The inequality (3) gives us the oracle we need. Just by calculating $\varDelta ^\prime $, we know that a new update $P^\prime $ can be more similar to any case C than its predecessor P is to C, at best by a degree of $\varDelta ^\prime $. We see it important to reemphasize the word “any” here, because note that $\varDelta ^\prime $ calculation does not involve any case but only the problem P and its update $P^\prime $.

Consecutively, a following update $P^{\prime \prime }$ can be more similar to any case C in the CB than P is to it, at best by a degree of $\varDelta ^\prime + \varDelta ^{\prime \prime }$ as shown in the inequality (4).

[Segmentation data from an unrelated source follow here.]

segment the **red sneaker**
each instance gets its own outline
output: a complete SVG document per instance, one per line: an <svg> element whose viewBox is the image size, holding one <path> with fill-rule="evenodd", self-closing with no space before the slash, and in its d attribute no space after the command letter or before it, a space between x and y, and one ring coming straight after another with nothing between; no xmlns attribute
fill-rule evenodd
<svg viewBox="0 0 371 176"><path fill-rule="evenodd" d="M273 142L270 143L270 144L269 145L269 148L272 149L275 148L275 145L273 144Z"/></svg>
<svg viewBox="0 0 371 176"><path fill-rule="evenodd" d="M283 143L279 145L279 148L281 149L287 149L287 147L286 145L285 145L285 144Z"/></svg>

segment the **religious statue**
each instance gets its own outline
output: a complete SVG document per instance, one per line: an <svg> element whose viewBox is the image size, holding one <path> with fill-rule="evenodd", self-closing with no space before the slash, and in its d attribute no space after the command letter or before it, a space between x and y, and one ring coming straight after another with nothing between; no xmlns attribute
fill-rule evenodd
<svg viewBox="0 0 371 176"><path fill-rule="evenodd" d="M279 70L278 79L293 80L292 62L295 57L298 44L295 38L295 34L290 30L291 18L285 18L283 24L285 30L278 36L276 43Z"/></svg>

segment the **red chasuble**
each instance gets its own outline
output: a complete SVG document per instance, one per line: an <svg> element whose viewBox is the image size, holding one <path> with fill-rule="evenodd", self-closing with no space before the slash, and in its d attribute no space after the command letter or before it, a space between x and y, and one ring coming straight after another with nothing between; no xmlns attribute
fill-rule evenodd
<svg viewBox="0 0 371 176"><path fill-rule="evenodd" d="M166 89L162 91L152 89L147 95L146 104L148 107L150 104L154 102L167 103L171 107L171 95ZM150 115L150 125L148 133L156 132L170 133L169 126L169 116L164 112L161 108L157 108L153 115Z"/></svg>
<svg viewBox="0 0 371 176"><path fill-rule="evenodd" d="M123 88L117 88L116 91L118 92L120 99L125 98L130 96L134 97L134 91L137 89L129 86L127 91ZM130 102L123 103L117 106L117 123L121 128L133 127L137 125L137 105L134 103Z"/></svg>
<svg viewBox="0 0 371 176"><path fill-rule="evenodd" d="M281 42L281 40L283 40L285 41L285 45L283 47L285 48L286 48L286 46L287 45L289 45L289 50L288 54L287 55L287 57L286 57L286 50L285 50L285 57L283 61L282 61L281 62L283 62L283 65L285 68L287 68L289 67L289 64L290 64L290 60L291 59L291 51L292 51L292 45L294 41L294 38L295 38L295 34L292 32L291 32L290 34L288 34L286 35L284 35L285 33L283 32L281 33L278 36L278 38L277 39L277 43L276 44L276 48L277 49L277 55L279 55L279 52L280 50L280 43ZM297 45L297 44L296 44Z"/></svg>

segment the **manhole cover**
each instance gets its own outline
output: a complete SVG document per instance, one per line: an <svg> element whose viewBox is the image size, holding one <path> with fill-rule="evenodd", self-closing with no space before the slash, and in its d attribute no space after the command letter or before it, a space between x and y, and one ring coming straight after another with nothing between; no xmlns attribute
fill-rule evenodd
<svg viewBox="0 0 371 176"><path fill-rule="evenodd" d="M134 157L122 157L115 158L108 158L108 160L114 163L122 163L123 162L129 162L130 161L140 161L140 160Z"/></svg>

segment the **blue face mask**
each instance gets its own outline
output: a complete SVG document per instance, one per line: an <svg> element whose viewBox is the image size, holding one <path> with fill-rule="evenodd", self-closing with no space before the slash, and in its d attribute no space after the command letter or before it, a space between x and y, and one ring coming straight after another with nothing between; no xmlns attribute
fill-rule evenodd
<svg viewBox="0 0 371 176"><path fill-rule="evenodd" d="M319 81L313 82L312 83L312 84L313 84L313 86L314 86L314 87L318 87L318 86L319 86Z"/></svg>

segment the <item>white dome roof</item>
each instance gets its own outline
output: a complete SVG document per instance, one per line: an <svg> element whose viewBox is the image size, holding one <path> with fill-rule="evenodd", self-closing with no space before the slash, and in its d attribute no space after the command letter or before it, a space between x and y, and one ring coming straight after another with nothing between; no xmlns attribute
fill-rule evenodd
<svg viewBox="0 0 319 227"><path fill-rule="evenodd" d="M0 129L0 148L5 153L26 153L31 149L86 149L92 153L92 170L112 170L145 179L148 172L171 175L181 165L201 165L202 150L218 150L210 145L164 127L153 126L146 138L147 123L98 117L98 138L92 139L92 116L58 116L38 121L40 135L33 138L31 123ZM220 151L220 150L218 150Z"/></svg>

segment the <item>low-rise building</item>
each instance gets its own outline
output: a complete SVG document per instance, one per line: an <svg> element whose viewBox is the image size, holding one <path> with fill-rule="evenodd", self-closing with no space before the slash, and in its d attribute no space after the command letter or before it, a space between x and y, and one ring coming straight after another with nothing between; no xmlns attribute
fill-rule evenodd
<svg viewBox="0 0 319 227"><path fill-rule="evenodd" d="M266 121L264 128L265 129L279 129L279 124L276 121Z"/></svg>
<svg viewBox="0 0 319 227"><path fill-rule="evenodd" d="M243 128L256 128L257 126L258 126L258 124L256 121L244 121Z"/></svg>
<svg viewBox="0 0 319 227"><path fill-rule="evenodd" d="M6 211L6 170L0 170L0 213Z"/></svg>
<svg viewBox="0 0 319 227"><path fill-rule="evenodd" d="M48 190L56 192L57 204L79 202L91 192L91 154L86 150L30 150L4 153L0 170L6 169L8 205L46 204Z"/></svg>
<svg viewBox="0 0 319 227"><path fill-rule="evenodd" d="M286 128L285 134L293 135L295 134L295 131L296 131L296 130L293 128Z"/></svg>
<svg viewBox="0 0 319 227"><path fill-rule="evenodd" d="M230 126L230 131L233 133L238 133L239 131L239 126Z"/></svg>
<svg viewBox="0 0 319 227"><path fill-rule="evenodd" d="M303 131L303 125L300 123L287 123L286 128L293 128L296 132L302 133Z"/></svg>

Intuitively if we generalize the inequality (4), we have:

$$\begin{aligned} sim(P^i, C) \le sim(P^j, C) + \sum _{s=j+1}^{i}\varDelta _P^s \end{aligned}$$

(5)

where

$$\varDelta _P^s = d(P^{s-1}, P^s)$$

Now, we can say that any update $P^i$ of a problem P can get more similar to any case C in the CB, than a prior update $P^j$ is to it, at best by a degree of the sum of $\varDelta $s calculated between updates $j+1$ and i (both inclusive).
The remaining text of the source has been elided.